For 1; The reason why the cross product isn't just the magnitude, is that we simply want it to also be a vector with its direction perpendicular to the other 2 vectors in the plane, etc. Now, why? Well because in the example about the magnetic force, we found that (from observations/discoveries/equations etc...) the force's direction is perpendicular to v and B. But in the same time, the magnitude of this force is also VBSin(theta).

So to MODEL this phenomena, we define the cross product operation to be what it is, just like dot product and work, but in the case of work, it is useless to think of work as a vector, because its just a quantity that's conserved and that's all we care about. :) I hope that makes sense.

Oh, and, about the components, I tried to derive the formula for them based on the criteria that the vector must be perp. to the other 2 and has this magnitude etc, I got pretty close and I'm working on it. I'm in fact thinking about posting a question on this.


Matt L.'s answer is the one I would give but it could use some elaboration.

First, get comfortable with the fact that a n-D determinant is the signed area of a n-D parallelepiped. We're concerned with cross products in 3-D. This entails 2-D determinants -- areas of parallelograms. Here's a good video on this.

Now, what's the significance of the projections of the areas formed by two vectors onto coordinate planes?

Before even worrying about the cross product or areas formed by two vectors, let's motivate the idea of projecting area by thinking about tops:

enter image description here

(ignore the shadow in this picture. The light source is not straight vertically down, so it doesn't fit into the analogy)

The reason tops come to mind is because it has everything we need:

  1. area. The area of the "circle" part of the top. We don't really care what the area actually is and we certainly don't care that it involves $\pi$. All we care about is that it's some amount of area that lives in its own flat plane.
  2. a "vector" orthogonal to that area. The handle part sticking out of the circle is orthogonal to the plane that the circle lies in.

Let's say we start out with the top upright. So the circle lies in the $x,y$ plane, and the handle points along the $z$ axis.

Let's say the area of the top's circle is $A$. If we shine an idealized flashlight straight down onto the top, the area of the shadow on the table underneath the top should be $A$, Right? The light rays are shining down along the $z$ axis, and striking the table (flat, parallel to $x,y$ plane), except for those rays blocked by the top's circle.

Then, what if we tilt the top in an arbitrary direction? Its physical area $A$ will not change, but the area of the shadow will now decrease, right?

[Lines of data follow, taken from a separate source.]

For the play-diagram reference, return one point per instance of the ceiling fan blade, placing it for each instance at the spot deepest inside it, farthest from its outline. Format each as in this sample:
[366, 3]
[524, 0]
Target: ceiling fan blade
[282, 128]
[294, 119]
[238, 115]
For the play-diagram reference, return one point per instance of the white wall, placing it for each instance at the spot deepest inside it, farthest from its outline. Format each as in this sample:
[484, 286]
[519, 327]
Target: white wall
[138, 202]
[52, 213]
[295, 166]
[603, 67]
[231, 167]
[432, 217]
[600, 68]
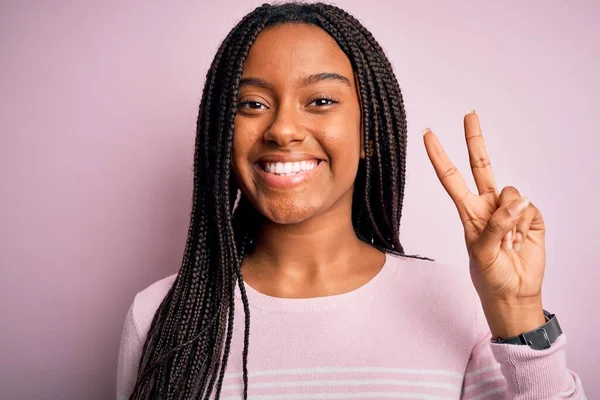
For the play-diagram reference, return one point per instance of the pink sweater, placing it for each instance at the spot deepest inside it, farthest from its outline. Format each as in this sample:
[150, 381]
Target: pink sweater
[416, 330]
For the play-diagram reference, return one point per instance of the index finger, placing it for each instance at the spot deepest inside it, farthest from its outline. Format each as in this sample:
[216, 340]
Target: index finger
[445, 170]
[478, 156]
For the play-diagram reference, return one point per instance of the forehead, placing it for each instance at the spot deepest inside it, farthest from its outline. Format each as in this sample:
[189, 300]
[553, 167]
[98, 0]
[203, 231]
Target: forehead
[294, 51]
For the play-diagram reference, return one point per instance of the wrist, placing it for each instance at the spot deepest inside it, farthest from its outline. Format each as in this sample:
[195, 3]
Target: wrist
[510, 318]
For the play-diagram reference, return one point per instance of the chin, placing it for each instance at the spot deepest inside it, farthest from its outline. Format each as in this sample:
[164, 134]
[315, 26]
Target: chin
[286, 215]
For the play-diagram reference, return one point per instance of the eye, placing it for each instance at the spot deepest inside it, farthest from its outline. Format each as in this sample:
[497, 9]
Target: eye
[323, 101]
[251, 105]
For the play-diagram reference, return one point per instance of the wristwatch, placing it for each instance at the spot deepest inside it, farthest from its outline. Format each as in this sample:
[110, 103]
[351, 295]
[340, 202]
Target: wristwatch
[540, 338]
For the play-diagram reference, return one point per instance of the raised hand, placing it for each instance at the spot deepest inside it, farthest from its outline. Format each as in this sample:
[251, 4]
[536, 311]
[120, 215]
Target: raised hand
[504, 234]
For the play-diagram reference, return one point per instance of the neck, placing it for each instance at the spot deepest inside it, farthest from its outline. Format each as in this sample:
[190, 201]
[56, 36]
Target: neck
[312, 250]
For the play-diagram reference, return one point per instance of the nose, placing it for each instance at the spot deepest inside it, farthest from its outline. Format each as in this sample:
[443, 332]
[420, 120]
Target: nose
[286, 127]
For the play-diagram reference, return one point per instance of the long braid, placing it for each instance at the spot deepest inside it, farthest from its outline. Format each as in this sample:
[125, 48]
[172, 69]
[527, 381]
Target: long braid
[186, 352]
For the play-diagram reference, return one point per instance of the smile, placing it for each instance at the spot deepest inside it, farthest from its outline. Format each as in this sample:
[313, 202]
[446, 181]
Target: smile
[285, 175]
[289, 168]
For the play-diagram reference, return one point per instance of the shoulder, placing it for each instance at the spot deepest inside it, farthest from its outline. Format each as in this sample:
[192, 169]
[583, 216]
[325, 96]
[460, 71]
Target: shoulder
[147, 301]
[438, 290]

Let's call the area of its shadow after tilting $S_{tilted}$.

The key insight is that $\frac{S_{tilted}}{A} = cos(\theta)$, where $\theta$ is the angle between the top's surface and the $x, y$ plane, which is also the angle between the top's handle and the $z$ axis.

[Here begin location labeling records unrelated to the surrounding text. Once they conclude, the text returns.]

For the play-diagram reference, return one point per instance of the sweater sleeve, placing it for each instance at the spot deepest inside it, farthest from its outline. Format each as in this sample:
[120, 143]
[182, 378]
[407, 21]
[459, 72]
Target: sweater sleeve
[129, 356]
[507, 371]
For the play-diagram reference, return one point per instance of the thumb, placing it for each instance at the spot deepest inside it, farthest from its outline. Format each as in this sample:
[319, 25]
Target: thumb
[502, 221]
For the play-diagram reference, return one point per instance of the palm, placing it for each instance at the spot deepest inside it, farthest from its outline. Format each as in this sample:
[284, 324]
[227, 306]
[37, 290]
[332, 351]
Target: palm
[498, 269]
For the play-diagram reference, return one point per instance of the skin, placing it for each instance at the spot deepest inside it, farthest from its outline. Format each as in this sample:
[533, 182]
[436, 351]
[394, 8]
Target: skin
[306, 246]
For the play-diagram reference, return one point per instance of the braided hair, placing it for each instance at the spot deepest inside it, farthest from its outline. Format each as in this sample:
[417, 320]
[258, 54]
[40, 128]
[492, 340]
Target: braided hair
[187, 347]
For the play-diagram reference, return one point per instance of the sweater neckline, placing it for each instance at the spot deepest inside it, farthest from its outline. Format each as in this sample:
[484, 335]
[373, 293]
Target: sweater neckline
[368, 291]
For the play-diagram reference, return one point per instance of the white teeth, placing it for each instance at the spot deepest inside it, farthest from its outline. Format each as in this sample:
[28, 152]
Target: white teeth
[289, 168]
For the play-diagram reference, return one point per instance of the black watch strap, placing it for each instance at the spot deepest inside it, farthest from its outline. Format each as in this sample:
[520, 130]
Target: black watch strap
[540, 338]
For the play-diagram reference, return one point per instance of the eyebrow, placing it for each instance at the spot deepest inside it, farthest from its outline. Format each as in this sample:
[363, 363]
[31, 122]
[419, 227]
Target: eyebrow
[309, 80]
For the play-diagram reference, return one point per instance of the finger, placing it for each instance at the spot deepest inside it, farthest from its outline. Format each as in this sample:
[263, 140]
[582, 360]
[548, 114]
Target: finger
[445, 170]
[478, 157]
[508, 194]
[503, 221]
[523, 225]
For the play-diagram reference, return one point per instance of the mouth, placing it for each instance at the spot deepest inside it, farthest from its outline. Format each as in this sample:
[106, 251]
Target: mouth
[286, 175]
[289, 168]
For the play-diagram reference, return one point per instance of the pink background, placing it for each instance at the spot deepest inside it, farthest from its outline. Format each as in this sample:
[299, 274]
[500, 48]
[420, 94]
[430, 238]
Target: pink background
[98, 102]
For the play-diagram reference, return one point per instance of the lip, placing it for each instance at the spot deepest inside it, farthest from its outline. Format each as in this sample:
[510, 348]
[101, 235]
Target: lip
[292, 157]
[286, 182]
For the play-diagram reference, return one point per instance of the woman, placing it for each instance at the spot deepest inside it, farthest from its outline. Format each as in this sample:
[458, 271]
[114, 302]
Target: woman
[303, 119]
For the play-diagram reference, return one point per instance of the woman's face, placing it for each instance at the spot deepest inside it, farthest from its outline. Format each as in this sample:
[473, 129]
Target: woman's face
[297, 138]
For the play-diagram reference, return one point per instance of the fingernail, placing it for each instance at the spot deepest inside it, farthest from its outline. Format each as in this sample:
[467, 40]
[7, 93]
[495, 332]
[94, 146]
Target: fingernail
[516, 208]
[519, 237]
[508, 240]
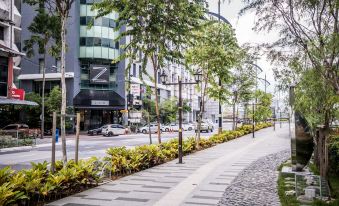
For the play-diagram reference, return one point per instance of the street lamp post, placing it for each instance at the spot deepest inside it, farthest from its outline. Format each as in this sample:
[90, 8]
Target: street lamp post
[197, 77]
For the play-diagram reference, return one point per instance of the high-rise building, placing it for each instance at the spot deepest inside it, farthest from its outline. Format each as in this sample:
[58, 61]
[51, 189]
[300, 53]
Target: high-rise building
[10, 55]
[95, 85]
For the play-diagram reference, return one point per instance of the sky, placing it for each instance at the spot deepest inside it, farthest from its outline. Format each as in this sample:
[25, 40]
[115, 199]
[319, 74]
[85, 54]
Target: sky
[243, 28]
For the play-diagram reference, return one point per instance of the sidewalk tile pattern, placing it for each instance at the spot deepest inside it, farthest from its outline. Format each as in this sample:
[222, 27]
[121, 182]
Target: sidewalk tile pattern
[201, 180]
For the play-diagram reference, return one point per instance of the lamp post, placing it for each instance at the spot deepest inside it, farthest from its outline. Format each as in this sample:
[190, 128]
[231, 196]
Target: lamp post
[163, 77]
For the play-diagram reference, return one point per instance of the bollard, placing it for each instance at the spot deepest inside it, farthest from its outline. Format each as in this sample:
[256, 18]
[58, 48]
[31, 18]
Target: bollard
[56, 135]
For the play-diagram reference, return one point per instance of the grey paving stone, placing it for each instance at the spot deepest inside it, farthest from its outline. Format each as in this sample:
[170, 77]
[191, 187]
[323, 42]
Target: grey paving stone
[257, 184]
[205, 197]
[76, 204]
[99, 199]
[114, 191]
[132, 199]
[198, 203]
[158, 187]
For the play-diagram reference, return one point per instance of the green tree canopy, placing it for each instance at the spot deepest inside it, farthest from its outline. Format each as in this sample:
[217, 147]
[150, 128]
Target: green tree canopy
[263, 108]
[156, 28]
[53, 102]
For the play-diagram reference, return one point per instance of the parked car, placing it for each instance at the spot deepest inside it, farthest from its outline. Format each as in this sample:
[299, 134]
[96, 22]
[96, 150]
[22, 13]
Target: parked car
[166, 128]
[113, 129]
[206, 125]
[20, 130]
[188, 126]
[153, 127]
[96, 131]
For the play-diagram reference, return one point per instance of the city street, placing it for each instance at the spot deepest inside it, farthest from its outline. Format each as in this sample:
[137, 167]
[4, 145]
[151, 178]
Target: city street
[89, 146]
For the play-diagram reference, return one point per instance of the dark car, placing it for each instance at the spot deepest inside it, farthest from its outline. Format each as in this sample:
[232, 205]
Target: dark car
[96, 131]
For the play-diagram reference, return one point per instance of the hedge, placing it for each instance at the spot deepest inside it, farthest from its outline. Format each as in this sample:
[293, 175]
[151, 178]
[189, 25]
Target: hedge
[38, 185]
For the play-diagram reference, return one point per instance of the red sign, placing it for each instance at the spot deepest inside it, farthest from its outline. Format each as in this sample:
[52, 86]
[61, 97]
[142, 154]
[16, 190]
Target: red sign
[18, 94]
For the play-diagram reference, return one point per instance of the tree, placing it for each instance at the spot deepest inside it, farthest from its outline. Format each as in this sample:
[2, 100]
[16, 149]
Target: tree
[32, 113]
[241, 85]
[306, 27]
[61, 8]
[263, 108]
[156, 28]
[214, 51]
[169, 110]
[44, 28]
[53, 103]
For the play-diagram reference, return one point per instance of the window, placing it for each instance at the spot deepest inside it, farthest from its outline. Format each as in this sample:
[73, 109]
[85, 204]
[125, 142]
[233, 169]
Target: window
[41, 65]
[134, 70]
[83, 20]
[111, 23]
[159, 79]
[98, 22]
[96, 42]
[105, 22]
[58, 65]
[89, 19]
[82, 41]
[2, 36]
[3, 76]
[105, 42]
[89, 41]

That is, as we tilt our top, the handle forms a widening angle with the $z$ axis, and since the handle is rigidly orthogonal to the circle, the circle (the circle's plane) is simultaneously forming that same angle with the $x,y$ plane.

The same thing holds for the other coordinate planes. We could rename $S_{tilted}$ to $S_{table}$, and then also measure $S_{western-wall}$, and $S_{southern-wall}$.

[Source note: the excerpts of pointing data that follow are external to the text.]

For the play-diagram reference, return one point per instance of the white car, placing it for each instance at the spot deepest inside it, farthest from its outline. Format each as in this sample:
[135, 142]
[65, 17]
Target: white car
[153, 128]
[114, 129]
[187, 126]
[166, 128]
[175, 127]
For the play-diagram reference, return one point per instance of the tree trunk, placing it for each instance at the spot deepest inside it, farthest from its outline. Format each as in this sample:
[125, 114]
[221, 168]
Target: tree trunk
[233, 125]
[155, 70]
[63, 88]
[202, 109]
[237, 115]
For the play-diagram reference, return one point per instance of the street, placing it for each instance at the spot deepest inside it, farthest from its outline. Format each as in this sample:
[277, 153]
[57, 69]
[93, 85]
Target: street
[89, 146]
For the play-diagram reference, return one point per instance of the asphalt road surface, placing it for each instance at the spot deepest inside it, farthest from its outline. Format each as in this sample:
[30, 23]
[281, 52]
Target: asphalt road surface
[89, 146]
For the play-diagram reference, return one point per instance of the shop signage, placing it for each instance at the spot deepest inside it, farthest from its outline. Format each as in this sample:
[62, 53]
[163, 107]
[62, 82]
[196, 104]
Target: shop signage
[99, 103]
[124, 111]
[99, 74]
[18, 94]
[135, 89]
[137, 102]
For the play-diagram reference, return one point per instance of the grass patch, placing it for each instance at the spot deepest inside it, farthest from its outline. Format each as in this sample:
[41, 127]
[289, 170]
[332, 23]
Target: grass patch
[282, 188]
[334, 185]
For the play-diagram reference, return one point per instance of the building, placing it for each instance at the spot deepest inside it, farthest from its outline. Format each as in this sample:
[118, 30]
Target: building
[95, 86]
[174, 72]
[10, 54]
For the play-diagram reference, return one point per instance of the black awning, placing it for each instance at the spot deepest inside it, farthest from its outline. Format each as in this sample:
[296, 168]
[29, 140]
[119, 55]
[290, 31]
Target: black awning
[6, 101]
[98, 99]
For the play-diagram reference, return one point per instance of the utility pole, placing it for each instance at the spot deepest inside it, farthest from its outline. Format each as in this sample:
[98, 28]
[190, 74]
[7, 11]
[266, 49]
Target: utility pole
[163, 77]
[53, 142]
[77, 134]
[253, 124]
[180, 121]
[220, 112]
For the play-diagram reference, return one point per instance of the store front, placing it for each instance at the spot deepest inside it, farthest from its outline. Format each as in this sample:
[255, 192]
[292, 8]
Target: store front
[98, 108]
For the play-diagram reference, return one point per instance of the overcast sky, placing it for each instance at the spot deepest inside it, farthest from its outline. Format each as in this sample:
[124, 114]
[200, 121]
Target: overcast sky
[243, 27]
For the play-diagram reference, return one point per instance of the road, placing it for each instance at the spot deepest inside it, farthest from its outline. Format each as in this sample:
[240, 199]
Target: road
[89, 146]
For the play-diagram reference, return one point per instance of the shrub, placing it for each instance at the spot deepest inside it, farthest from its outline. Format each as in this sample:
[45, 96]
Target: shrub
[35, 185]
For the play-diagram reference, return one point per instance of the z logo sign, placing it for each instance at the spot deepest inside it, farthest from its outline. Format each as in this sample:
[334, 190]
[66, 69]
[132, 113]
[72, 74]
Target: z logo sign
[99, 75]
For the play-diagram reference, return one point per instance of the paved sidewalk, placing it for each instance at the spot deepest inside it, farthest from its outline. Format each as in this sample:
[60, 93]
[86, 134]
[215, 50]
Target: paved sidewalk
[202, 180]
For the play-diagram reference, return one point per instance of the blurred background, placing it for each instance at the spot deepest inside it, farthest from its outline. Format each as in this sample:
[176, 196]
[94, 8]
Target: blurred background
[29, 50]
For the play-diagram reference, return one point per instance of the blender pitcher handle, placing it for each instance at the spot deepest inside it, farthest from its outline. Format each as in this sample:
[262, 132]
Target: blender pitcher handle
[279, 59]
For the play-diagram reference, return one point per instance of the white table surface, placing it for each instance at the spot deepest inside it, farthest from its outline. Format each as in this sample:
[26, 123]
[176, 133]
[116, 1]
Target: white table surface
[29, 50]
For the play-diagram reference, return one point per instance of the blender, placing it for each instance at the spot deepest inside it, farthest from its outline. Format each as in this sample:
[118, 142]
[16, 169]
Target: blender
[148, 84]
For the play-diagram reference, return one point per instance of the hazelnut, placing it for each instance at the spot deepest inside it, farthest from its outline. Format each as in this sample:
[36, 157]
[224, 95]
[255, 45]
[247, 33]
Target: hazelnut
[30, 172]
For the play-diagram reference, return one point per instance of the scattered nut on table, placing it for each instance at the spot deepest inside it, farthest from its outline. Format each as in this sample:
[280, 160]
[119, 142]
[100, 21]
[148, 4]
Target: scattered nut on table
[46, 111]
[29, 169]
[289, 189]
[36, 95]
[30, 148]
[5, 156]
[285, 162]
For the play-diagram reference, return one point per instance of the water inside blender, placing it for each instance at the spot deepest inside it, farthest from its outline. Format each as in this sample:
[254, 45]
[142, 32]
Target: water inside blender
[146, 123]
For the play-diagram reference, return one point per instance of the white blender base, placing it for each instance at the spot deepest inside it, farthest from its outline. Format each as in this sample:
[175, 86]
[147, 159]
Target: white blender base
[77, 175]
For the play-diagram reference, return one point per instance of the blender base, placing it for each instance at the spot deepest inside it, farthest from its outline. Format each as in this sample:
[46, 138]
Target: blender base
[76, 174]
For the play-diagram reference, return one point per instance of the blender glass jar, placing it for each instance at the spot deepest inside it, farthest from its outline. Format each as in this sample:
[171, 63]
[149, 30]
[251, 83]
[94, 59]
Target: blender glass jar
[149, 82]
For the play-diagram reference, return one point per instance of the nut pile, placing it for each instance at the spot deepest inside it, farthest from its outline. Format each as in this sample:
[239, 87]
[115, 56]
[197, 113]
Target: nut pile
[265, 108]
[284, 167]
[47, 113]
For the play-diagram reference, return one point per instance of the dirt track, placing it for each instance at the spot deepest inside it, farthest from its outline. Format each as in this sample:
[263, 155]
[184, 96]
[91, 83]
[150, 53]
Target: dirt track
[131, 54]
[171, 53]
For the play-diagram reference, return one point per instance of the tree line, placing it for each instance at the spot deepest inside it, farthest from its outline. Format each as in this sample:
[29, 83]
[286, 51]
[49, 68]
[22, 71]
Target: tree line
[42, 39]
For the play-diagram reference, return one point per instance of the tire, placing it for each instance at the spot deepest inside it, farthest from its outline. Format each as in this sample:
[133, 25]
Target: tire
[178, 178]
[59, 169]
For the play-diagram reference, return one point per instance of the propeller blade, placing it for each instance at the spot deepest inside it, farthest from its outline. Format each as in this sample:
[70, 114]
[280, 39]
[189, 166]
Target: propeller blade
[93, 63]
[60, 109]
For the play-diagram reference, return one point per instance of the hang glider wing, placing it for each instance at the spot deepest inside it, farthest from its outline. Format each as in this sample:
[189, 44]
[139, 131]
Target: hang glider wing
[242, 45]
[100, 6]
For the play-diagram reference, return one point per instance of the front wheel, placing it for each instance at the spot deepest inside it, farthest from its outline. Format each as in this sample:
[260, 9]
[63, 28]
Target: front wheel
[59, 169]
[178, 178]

$S_{western-wall}$ is the area of the shadow we get by shining the flashlight "down" the $x$ axis and making a shadow on our western wall, the $y, z$ plane. Likewise for $S_{southern-wall}$.

We can use only these shadow areas and no knowledge of the top's handle to produce a vector that points in the same direction as the top's handle. This will be analogous to using the projections of the area formed by two vectors to get a third vector orthogonal to both of them -- i.e., the cross product.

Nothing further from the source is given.